[May 8th, 2008, U.S. House of Representatives] Congressman Roscoe Bartlett and Peak Oil, back together for the x[th] time. The House is empty, and while other congressmen are away kissing babies, Roscoe rocks the floor. This time he finally addresses the money problem in the form of MONEY LAUNDERING; it's a start.
Thanks to Ron Paul, some are beginning to understand that gas prices going up is not just about "demand and supply", Government (backed by the G.O.P. -and- the Democratic Party) is responsible for monetarizing the exponentially increasing debt (debasing the currency) which forcefully leads to higher prices. Nice tie.
Congressman Bartlett and Peak Oil Revisited [Part 1]
Congressman Bartlett and Peak Oil Revisited [Part 2]
Congressman Bartlett and Peak Oil Revisited [Part 3]
Congressman Bartlett and Peak Oil Revisited [Part 4]
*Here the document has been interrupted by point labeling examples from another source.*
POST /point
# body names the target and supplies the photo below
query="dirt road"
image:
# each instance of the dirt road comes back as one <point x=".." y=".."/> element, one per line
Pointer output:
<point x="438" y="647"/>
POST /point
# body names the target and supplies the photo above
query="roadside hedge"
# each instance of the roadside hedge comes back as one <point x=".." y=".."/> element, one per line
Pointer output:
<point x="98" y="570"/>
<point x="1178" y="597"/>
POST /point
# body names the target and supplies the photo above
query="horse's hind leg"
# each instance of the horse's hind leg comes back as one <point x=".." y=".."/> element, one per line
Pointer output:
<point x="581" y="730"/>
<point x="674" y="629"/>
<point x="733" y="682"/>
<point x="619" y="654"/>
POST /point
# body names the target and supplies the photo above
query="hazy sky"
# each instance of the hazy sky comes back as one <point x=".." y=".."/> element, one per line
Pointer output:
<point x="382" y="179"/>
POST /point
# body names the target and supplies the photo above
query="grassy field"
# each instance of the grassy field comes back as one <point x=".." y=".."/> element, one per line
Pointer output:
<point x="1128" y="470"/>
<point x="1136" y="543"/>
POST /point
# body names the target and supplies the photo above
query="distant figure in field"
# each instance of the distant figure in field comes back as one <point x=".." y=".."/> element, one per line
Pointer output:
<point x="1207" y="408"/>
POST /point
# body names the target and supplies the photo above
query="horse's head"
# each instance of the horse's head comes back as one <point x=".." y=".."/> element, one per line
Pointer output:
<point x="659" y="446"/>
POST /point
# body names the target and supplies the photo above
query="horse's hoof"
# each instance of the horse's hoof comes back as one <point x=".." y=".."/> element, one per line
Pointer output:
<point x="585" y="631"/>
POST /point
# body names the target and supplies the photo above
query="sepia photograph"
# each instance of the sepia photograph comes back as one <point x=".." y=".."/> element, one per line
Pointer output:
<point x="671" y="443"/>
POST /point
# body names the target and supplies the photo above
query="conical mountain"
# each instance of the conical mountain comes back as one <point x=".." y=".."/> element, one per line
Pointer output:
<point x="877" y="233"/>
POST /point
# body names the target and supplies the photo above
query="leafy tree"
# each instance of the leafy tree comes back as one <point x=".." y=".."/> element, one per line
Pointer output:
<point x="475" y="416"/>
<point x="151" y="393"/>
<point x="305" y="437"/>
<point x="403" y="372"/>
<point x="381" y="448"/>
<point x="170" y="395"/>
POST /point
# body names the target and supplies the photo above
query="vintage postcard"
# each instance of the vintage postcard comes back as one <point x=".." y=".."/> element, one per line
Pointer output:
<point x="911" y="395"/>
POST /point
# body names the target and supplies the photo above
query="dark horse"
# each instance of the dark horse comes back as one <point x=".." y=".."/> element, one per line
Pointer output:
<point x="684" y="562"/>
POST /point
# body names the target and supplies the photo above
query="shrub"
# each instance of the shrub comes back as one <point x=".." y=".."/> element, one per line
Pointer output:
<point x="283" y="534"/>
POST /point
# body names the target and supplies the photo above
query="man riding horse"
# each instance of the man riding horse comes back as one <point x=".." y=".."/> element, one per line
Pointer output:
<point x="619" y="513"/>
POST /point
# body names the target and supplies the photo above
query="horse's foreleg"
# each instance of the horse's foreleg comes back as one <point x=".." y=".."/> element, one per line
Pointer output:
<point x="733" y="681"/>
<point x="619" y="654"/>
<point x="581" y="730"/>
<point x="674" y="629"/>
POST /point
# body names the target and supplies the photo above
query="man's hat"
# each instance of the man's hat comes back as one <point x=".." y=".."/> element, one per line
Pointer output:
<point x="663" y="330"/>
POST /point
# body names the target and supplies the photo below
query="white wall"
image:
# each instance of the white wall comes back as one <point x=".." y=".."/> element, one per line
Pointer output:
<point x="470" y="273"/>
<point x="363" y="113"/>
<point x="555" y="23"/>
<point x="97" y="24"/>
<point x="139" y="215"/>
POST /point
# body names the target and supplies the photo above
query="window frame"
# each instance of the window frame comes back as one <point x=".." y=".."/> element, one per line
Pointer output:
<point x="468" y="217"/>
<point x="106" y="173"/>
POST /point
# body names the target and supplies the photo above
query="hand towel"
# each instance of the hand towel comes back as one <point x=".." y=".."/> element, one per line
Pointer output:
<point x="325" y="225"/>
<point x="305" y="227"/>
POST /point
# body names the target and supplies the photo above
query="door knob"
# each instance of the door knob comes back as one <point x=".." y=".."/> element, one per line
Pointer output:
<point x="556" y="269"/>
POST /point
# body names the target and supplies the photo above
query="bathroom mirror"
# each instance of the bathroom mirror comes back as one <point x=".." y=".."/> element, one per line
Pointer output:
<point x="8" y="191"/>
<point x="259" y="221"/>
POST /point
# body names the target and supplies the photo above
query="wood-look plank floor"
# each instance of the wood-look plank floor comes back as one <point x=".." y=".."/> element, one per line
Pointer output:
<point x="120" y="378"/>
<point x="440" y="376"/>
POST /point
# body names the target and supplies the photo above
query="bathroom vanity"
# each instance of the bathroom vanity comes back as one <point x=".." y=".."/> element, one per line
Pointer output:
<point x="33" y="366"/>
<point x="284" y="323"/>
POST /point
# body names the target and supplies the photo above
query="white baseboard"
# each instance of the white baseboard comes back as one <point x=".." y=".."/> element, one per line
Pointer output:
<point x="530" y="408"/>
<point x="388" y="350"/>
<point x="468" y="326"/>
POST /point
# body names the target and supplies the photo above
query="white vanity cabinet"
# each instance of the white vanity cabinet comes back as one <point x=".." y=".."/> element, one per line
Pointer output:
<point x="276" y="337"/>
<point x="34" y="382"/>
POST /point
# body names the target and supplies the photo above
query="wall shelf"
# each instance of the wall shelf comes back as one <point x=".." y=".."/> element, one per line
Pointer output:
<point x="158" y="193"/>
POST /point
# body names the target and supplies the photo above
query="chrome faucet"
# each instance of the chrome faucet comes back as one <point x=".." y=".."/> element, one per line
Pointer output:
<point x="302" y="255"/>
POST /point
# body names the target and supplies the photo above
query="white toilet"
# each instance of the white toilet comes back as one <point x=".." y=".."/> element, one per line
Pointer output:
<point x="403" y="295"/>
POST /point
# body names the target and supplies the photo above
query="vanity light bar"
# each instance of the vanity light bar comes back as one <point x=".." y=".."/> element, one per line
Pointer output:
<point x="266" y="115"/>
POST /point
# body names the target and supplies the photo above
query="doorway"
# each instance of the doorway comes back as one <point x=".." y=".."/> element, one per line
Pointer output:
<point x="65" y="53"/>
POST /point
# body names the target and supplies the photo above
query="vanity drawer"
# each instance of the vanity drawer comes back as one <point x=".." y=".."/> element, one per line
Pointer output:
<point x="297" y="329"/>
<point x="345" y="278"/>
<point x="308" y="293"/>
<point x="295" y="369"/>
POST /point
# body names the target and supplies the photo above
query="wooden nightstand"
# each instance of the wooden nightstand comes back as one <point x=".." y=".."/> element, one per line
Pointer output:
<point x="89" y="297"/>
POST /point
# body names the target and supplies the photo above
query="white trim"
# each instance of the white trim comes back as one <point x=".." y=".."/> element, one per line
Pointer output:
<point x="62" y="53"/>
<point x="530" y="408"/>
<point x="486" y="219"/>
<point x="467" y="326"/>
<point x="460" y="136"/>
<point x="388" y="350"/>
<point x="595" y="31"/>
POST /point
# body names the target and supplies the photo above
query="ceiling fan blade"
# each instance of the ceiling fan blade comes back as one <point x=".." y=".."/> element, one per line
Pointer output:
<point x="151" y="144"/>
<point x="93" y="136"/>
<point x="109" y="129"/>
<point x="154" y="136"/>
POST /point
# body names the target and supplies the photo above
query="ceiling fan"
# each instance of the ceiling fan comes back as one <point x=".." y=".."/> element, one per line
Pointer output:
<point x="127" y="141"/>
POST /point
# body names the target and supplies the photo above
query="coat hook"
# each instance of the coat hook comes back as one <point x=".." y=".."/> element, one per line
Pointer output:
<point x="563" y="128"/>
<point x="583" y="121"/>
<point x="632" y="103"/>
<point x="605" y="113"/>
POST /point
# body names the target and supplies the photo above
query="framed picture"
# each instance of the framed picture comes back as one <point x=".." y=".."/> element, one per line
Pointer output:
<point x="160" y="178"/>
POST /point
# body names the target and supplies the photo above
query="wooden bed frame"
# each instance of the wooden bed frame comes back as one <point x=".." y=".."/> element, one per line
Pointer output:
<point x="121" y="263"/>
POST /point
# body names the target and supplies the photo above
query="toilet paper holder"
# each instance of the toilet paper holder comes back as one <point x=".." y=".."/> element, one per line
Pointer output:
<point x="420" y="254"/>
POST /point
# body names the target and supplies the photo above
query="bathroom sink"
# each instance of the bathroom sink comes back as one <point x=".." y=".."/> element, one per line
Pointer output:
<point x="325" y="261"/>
Congressman Bartlett and Peak Oil Revisited [Part 5]
Mr. Speaker, several days ago I came into the office early and I found at my door the usual package of newspapers and I opened them up and was placing them out on the table, and I noticed the headlines. And this is every paper that was at my door that morning. There were four newspapers and there were three inside-the-Beltway newspapers intended primarily for those interested in the Congress. I want to go through the headlines in every one of those papers.
Here is the Baltimore Sun, and they had two headlines above the fold both related to energy, ``Demand Eats Supply,'' and ``Energy Bill Aids Payouts on Rise.''
Then I went to the Washington Times and there was a headline, ``Bush Lays Gas Blame on Congress.''
And then I went to the Wall Street Journal and the Wall Street Journal headline was ``Grain Companies' Profits Soar as Global Food Crisis Mounts.''
Then I turned to the U.S. News part of the Wall Street Journal and what do you know, above the fold there were two more headlines, ``Bush Prods Lawmakers on Economy and Energy Prices,'' and ``GOP Senators Urge Halt to Oil Reserve.''
Then I noted the three papers that are kind of inside the Beltway papers: Roll Call, ``Alexander Eyes Energy Agenda''; The Hill, ``Politics At the Pump''; and Politico had ``Gas Prices Fuel Effort to Jam the GOP.''
So every one of these seven papers that were on my doorstep that morning had headlines talking about energy. Now I noted just a few days before that there was a New York Times op-ed piece by Thomas Friedman. This is what he says about energy.
Here is what is scary. Our problem is so much worse than you think. We have no energy strategy. If you are going to use tax policy to shape energy strategy, then you want to raise taxes on the things that you want
to discourage --gasoline consumption and gas-guzzling cars-- and you want to lower taxes on the things you want to encourage new renewable energy technologies. We are doing just the opposite, he says.
The gas holiday proposal is a perfect example of what energy expert Peter Schwartz of Global Business Network describes as the true American energy policy today, and I quote, ``Maximize demand, minimize supply, and buy the rest from the people who hate us most.''
THIS IS NOT AN ENERGY POLICY. THIS IS MONEY LAUNDERING, he says. We borrow money from China and ship it to Saudi Arabia and take a little cut for ourselves as it goes through our gas tanks. No, no, no, we will just get the money by taxing Big Oil. Even if you could do that, what a terrible way to spend precious tax dollars, he says.
For almost a year now, Congress has been bickering over whether and how to renew the investment tax credit to stimulate investment in solar energy and the production of tax credit to encourage investment in wind energy. And a little later I will go over this bill that has already passed the Senate, and we have introduced it in the House now.